I have a dataframe with more than 1 million columns (I converted a raster stack into a dataframe). Among these 1 million columns only a thousands of them have data. First two rows of the data frame have latitude and longitude information. How can i delete columns with no data however every column has data as latitude and longitude information.
Sample:
> head(data[,c(1:8)])
[,1] [,2] [,3] [,4] [,5] [,6] [,7] [,8]
x -961887.6 -960959.8 -960032.1 -959104.4 -958176.7 -957249 -956321.2 -955393.5
y 2816074.2 2816074.2 2816074.2 2816074.2 2816074.2 2816074 2816074.2 2816074.2
X2012273. NA NA NA NA NA NA NA NA
X2012281. NA NA NA NA NA NA NA NA
X2012289. NA NA NA NA NA NA NA NA
X2012297. NA NA NA NA NA NA NA NA
My question is how can i exclude first two rows and delete all no data columns at once.
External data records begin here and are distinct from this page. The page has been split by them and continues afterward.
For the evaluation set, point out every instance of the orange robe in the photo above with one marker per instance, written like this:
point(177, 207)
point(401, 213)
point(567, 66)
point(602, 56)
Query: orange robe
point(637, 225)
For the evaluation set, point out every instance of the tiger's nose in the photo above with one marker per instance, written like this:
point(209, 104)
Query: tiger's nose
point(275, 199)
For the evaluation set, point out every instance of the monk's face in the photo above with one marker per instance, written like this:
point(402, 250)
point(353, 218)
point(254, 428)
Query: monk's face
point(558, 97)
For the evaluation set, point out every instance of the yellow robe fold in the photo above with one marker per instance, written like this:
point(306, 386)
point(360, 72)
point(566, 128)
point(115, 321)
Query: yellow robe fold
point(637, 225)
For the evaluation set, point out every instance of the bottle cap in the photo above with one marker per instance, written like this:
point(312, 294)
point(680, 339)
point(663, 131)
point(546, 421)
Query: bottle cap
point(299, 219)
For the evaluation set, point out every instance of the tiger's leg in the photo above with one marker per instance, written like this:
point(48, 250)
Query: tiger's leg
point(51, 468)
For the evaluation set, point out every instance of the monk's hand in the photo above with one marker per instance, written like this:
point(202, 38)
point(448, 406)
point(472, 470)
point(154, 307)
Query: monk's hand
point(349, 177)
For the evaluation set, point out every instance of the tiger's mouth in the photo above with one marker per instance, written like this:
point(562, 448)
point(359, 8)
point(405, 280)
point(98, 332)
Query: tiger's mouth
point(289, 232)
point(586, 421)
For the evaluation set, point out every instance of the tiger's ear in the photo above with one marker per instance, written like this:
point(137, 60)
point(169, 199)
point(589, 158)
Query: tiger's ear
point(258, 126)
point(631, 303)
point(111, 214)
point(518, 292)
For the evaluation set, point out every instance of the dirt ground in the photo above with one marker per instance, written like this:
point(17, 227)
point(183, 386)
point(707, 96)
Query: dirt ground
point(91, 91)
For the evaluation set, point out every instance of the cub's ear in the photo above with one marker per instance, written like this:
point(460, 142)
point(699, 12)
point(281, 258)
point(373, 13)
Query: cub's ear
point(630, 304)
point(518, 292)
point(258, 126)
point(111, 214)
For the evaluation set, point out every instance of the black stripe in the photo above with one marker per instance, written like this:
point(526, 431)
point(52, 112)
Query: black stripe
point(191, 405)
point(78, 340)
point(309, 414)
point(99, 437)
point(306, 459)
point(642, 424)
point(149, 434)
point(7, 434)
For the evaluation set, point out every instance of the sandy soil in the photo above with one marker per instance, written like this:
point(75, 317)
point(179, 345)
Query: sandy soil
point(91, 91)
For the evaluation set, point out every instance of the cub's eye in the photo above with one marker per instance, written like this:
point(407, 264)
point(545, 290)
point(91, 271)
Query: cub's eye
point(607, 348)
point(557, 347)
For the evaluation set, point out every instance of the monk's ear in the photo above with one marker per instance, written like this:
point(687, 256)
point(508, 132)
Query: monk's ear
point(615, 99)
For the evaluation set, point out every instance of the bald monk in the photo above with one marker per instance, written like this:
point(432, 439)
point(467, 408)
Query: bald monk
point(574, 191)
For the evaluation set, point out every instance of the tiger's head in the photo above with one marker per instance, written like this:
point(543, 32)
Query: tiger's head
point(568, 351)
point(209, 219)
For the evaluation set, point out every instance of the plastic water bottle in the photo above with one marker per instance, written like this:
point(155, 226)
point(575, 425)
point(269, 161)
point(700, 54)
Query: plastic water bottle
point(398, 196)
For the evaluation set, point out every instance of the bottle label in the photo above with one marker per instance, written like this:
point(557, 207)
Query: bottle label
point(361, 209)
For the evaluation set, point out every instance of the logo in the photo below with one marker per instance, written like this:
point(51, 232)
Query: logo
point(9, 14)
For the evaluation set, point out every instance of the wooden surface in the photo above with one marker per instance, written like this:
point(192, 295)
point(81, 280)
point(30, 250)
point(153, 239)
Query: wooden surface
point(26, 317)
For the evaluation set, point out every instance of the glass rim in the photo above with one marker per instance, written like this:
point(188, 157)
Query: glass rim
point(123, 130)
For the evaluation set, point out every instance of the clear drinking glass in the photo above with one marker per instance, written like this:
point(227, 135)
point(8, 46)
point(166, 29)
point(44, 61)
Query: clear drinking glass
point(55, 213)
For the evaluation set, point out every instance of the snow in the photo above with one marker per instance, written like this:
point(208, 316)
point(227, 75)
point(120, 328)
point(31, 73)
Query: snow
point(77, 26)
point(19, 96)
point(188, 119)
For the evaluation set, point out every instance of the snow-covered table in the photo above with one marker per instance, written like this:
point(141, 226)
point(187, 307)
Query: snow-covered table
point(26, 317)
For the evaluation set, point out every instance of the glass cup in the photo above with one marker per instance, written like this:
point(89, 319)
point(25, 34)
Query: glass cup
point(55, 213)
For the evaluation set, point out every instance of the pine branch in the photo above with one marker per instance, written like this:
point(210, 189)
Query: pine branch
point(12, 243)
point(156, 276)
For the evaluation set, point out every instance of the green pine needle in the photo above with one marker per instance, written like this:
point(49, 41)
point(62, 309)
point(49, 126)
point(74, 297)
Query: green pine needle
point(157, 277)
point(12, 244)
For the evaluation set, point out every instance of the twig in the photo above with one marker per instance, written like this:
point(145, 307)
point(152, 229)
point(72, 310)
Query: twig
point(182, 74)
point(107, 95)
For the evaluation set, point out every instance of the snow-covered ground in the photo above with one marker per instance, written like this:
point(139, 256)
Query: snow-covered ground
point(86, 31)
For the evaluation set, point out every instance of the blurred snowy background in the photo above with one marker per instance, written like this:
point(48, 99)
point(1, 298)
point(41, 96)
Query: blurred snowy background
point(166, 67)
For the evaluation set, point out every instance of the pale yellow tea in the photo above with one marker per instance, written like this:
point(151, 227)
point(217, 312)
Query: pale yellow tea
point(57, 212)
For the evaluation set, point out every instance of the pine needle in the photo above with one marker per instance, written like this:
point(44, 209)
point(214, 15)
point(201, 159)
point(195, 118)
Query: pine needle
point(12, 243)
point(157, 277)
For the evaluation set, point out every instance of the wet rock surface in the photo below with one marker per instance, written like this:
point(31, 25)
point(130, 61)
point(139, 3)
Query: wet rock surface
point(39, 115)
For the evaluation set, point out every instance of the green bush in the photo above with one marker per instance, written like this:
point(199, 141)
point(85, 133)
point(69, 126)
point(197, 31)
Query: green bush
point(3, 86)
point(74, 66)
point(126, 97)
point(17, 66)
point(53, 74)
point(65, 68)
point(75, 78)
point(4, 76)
I tried following code: number of rows in dataframe ( data ) are 22 including latitude row and longitude row. I applied the logic:
for (i in 1:ncol(data)) {
y = sum(is.na(data[,i]))
if(y == (length(data[,i]) - 2)) {
data[,-i]
}
}
This for loop may take a long time and eventually will not execute successfully.